In 1998, the Cubs exacted a little bit of revenge by beating the Mets out for the Wild Card on the final day of the year. That Cubs team was anti-climatically swept by the Atlanta Braves in the NLDS.

Edge: Cubs


Welcome Distractions

The Cubs play in Wrigley Field which, in my not so humble opinion, is the greatest venue for a sporting event in America, maybe the world. I will always remember my trip to Wrigley. Cubs fans also got to spend the 90s rooting for the greatest athlete in the history of American sports as Michael Jordan led the Bulls to six world titles.

The New York Giants won the Super Bowl in 2008, which was nice for some Mets fans. Most Met fans though, support the Jets instead of the Giants. Rooting for the Jets is even more of an exercise in self-loathing than rooting for the Mets.
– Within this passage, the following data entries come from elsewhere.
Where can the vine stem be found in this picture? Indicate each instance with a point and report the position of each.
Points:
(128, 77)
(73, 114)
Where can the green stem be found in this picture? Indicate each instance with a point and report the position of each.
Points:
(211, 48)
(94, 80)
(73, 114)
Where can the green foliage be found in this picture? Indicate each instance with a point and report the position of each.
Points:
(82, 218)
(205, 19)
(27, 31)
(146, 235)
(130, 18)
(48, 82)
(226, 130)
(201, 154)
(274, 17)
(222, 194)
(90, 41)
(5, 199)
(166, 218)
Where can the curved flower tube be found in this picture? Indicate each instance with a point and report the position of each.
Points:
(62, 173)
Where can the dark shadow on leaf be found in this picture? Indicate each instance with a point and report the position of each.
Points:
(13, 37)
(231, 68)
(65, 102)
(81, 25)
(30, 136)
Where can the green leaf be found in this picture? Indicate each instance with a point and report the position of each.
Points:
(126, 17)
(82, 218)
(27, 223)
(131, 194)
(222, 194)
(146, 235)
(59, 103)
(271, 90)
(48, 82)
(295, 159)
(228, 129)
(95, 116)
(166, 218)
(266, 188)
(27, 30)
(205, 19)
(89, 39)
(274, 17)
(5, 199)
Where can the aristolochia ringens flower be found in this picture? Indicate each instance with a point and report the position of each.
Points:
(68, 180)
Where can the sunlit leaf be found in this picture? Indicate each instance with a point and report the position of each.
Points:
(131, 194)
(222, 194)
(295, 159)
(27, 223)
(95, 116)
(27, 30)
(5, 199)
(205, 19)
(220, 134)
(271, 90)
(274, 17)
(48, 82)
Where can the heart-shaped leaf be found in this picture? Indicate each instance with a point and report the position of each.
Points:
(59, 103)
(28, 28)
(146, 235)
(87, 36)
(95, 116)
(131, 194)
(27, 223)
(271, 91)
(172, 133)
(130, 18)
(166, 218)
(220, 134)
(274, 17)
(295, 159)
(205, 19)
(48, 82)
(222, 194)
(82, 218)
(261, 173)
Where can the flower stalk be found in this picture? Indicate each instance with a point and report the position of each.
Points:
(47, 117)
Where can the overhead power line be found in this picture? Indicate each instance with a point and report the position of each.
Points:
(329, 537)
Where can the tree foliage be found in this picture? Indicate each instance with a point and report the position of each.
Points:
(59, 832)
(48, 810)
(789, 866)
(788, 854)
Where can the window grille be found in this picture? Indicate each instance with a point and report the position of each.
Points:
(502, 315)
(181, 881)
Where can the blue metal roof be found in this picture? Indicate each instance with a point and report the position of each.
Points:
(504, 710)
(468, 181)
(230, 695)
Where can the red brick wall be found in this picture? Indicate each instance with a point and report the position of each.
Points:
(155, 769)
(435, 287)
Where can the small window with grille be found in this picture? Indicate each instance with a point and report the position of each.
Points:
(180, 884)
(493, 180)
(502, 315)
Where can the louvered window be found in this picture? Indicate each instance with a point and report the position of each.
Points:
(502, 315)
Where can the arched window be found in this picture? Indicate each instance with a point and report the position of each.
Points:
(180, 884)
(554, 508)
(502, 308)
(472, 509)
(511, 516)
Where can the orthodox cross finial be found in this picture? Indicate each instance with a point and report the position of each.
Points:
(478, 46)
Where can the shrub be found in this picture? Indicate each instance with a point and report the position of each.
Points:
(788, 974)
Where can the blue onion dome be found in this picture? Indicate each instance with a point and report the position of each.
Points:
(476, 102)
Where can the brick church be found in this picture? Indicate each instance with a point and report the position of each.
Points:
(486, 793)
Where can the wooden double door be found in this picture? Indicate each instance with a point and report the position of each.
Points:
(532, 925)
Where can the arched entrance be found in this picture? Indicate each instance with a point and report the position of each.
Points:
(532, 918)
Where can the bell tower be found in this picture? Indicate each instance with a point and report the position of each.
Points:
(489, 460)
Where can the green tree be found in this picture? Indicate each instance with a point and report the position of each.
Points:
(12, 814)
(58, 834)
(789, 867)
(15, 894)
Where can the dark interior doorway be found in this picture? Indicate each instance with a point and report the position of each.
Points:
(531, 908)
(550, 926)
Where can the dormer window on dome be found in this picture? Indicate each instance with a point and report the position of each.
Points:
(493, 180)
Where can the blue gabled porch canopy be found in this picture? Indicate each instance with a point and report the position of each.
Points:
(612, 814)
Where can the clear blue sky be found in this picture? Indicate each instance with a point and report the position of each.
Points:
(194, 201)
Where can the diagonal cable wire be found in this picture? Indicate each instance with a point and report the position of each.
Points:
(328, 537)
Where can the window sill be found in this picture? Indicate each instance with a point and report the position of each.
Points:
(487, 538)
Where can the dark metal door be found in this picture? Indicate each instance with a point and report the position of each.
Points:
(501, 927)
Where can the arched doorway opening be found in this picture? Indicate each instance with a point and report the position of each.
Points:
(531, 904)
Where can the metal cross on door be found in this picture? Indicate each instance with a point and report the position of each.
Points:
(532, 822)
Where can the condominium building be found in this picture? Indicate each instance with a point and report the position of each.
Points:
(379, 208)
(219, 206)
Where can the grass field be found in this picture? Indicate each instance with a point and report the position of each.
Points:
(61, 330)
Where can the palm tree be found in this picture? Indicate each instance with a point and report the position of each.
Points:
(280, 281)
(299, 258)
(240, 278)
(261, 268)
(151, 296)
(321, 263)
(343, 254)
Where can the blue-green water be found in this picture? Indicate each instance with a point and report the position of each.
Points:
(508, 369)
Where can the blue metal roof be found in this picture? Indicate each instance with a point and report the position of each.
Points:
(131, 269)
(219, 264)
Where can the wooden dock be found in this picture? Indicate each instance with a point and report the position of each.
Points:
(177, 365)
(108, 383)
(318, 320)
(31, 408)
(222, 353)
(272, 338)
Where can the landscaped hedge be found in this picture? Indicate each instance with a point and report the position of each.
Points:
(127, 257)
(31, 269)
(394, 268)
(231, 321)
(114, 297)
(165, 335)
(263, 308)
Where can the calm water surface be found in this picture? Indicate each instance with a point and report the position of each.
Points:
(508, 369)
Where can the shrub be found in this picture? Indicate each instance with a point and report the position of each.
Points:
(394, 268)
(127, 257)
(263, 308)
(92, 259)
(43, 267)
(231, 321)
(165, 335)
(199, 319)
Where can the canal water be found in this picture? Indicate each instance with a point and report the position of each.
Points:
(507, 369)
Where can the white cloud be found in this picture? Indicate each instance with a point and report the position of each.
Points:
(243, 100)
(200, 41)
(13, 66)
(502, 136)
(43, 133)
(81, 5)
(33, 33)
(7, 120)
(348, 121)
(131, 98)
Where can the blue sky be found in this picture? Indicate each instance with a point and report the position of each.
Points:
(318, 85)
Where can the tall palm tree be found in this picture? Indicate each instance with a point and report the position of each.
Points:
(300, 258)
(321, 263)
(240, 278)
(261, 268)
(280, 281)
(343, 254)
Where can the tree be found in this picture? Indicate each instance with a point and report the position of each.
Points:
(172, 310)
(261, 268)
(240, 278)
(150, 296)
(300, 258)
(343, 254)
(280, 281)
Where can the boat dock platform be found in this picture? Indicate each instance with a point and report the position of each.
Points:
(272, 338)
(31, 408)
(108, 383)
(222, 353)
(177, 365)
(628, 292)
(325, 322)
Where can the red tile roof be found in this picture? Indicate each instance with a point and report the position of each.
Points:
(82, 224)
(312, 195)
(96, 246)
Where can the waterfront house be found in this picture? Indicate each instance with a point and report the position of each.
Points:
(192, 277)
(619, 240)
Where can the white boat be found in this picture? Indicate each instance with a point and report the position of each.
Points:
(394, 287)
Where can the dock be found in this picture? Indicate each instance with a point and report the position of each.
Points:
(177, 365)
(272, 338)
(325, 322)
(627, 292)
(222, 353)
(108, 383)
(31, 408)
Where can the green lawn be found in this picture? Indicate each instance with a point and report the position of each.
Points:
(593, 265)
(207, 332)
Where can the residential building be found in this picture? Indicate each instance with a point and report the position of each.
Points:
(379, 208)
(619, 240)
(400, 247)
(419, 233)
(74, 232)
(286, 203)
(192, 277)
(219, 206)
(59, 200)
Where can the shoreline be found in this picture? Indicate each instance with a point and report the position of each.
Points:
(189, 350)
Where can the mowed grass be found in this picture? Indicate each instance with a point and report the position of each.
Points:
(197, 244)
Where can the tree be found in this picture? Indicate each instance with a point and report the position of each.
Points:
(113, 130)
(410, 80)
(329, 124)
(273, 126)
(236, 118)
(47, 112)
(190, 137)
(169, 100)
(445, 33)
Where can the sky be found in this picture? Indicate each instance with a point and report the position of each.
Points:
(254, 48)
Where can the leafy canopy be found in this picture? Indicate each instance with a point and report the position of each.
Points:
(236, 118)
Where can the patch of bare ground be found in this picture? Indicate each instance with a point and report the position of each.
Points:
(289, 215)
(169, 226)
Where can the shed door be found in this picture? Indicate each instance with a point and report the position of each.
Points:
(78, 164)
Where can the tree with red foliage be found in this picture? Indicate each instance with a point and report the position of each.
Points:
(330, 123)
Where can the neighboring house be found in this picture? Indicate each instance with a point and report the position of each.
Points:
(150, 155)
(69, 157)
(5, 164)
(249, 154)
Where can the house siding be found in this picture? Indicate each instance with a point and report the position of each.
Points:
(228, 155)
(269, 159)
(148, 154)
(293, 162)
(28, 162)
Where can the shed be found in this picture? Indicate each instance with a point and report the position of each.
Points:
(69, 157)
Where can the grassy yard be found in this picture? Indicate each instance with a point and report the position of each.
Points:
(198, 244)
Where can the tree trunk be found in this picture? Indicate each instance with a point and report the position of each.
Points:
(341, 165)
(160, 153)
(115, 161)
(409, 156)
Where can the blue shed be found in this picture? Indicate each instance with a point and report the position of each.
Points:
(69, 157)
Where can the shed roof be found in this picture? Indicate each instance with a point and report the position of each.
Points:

All Mets fans have to distract themselves from their misery is a shiny new stadium that lacks any discernible charm.

Edge: Mets


Final Verdict

It's too close to call. I think there is a divide at age 30. Anybody older than 30 has a vivid memory of the Mets' 1986 championship, while Cubs fans over the age of 30 are more tortured.

Those of us Mets fans who have no memory of 1986 have had it as rough as anyone. Not only have we never gotten a parade for our troubles, we had to go to school with Yankee fans in the late 1990s. Middle school sucked badly enough; I can't tell you how much worse four Yankee titles in five years made puberty for me.

No matter which of these teams you root for, baseball season has become a 162-game trip to the dentist. Let's hope for the sanity of both fan bases that one of these teams can break through.